Misaeng and Moving On

*Be advised that if you intend to watch Misaeng, you may wish to do so before reading this post, as it contains major plot spoilers. And if you don’t intend on watching it, I suggest that you do, because it’s worth it. Also, I cannot tell you how much I want to write all these names in Hangul.*

So this is not at all the post I was expecting to be writing at this point, especially not on Spy Wednesday/Holy Thursday. (Unfortunately, Lent, Holy Week, and Easter have all crept up on me). But what can you do? You finish a drama, and it affects you, and you have to write about it.

If you follow kdramas at all, you have no doubt at least heard of Misaeng, aka Incomplete Life. A (surprisingly from me) short synopsis:

Jan Geu Rae manages to land an internship at a trading company through personal connections. Despite his lack of qualifications–he only has a GED–he passes the internship and becomes a 2-year-contract employee. Over the course of 20 episodes we see no more and no less than the triumphs and struggles of Jang Geu Rae and his colleagues in their corporate lives.


I like the show for many reasons, but the one I want to mention here is something I’ve talked about before, actually: the concept of moving on.

You see, the end of the series really resonates with me.

When One International refuses to extend his contract, Jang Geu Rae leaves the company. But for him, leaving the company isn’t so much about leaving the work he does; it’s about the people. He feels bad enough for inadvertently causing his beloved Manager Oh to quit, and on top of that, now he can’t even give Manager Oh the consolation of having received a permanent position. Then there’s Assistant Managers Kim and Cheon, Senior Manager Seon, and his peers, who all did their best to get encourage the company to fully hire him.
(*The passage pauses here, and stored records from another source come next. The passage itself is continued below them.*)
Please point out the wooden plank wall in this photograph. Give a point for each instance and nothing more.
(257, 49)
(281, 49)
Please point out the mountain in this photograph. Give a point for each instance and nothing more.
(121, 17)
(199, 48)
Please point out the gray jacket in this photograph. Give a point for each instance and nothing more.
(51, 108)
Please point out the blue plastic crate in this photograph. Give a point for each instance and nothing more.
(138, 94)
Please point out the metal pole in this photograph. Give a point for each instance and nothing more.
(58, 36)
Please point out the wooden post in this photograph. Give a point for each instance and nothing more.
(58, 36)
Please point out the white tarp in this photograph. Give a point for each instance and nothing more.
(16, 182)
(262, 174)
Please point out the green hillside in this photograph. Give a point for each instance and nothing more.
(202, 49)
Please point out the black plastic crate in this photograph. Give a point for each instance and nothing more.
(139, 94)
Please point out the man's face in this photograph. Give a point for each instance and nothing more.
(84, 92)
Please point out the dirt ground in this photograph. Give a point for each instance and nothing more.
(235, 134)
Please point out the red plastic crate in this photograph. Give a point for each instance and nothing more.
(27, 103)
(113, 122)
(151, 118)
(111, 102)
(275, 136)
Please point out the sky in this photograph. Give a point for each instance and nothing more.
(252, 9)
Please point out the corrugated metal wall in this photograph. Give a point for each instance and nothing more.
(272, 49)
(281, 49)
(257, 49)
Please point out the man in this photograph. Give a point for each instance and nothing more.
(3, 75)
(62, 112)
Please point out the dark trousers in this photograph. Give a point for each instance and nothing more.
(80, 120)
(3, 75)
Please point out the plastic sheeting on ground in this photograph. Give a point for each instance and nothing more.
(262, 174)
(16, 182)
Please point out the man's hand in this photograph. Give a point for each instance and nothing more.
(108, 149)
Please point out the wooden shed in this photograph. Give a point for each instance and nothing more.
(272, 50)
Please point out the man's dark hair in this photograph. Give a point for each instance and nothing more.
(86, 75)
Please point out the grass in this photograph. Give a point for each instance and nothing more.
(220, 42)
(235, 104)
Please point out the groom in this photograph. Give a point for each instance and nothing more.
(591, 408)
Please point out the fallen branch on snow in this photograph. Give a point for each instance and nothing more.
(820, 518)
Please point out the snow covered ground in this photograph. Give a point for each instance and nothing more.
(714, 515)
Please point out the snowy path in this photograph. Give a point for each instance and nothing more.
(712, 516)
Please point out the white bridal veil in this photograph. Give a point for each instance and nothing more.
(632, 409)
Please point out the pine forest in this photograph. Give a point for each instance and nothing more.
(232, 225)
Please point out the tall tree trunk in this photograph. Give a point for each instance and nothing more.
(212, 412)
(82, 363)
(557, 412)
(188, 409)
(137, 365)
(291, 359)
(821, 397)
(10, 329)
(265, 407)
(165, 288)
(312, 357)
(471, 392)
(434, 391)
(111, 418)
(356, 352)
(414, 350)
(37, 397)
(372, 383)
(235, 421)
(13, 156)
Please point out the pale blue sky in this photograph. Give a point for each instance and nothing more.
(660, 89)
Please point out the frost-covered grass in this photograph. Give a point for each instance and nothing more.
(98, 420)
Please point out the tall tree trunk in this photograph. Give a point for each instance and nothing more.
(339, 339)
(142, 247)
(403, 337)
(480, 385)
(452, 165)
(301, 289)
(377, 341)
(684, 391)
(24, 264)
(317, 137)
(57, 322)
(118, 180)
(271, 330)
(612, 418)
It seems to be both a relief (not being constantly reminded of Manager Oh) and a pain (leaving his coworkers and disappointing his former manager) that he fails to make the cut.

So Geu Rae returns to his unemployed state. Yet he doesn’t become listless or despairing, but proactively builds up his skill set, so that he may one day work as a company man again. We even see him three weeks later, cleaning his mother’s floor while practicing English. When his former coworkers all want to have a drink with him, he meets them and has a good time. When Manager Oh offers him a job at a new startup company, he takes it. When he’s given the responsibility of chasing down an errant salesman, he hops on a plane to Jordan and gets to it. He grabs the bull by the horns, something he never would have done at the beginning of the series.

Like, he literally runs after the errant salesman. And leaps from a rooftop to a window and lands just like this. Yay dramaland!!

Instead of being stuck on his failures, or even stuck in the good memories of the past, Geu Rae cherishes what he had and continues on with his life. I am convinced that he would have done this even had he not seen Manager Oh again. Don’t get me wrong, Geu Rae grieved for what he had lost. The day Manager Oh left, the day he himself had to leave, Geu Rae was crying (beautiful performance by Im Si Wan, and everyone really). But he knew that for everything to get even a little better, he had to move on. That, as Manager Oh always said, his best skill was his endurance, and that we have to endure these incomplete lives of ours. So he gratefully took the lessons he learned from his time at One International and put them to good use. And life got better.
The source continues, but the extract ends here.